“又是土匪。”陈若安说道。
三省交界,权力真空,地方彼此之间相互推诿扯皮,形成了“三省都管、三省都不管”的局面。
加之黄河多次决口泛滥,农田被淹、房屋冲毁,百姓流离失所,失去生计。
走投无路的农民要么被土匪裹挟入伙,要么为了活命主动落草,以至于此处匪患猖獗,贼人横行。
“呀啊啊啊!”
狐狸耳朵一竖,陈若安听得山腰传来凄厉哭嚎,尾巴一甩,冲张之维扬声道:“下面有事,我去偷瞄一眼。”
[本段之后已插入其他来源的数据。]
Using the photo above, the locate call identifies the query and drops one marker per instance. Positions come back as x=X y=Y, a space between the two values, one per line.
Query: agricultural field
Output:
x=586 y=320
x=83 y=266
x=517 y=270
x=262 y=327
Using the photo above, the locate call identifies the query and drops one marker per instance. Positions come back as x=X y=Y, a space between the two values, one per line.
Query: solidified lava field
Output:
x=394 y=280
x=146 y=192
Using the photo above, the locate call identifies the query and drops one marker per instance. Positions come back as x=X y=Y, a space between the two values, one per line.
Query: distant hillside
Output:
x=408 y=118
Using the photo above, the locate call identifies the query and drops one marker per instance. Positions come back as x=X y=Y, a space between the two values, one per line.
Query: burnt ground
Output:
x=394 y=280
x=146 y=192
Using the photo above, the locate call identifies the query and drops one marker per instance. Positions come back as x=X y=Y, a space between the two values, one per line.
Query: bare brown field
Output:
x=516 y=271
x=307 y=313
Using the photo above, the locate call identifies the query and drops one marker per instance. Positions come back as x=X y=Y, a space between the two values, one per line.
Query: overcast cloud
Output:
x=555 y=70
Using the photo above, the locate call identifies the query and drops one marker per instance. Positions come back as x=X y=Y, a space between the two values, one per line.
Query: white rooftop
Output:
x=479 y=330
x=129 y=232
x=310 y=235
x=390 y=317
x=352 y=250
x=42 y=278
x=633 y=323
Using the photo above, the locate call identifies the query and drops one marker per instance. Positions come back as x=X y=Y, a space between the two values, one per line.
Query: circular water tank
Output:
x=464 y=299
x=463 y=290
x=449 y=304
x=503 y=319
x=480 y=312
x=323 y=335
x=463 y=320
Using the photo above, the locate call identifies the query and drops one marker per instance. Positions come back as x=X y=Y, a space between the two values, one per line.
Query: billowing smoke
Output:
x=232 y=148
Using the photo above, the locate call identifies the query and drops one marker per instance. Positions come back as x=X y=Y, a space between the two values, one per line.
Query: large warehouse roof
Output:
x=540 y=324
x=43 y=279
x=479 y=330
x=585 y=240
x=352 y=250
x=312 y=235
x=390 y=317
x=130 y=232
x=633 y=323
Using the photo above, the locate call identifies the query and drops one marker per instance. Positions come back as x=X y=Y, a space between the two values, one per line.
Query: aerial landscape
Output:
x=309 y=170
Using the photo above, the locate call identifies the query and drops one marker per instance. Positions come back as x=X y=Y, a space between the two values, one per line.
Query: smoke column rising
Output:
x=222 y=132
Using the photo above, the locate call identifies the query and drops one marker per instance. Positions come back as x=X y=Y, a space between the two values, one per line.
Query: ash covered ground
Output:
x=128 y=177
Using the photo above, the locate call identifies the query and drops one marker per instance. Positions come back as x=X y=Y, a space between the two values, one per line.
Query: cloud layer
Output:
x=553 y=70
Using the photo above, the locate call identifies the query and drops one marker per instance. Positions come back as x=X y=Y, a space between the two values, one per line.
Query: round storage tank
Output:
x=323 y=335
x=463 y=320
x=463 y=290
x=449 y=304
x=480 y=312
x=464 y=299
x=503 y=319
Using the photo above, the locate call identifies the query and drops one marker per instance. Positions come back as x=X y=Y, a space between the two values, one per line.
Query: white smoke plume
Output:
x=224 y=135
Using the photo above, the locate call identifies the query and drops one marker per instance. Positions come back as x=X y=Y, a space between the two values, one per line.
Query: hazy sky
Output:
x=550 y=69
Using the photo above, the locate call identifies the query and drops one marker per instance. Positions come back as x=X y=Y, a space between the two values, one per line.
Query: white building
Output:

张之维头也没抬,掸了掸道袍上的泥点:“打不过了记得喊我。”
“哦了。”
陈若安应得干脆,纵身跃下,玄影掠过林间枝叶,转瞬便窜至半山腰。
密林深处藏着一个土匪的临时窝点,枯枝败叶搭着破布,与周遭林木混作一团,不细看瞧不出任何端倪。
刺耳的哭嚎与污言秽语,正从窝点里钻出来。
陈若安伏在树桠上,看见两个满脸横肉的土匪,正拽着个哭得上气不接下气的女人,撕扯她的衣衫,一些粗鄙之语不堪入耳。
“丫的,真是比我还畜生。”
陈若安骂一句,张口呼出一股妖风。
风卷着落叶碎石,直扑窝点,吹得土匪们东倒西歪。
“娘的,好端端的怎么刮风了?”一个土匪骂骂咧咧,揉了揉眼睛,见周遭没动静,又色迷迷地扑向女人,“小娘们,躲不掉的!”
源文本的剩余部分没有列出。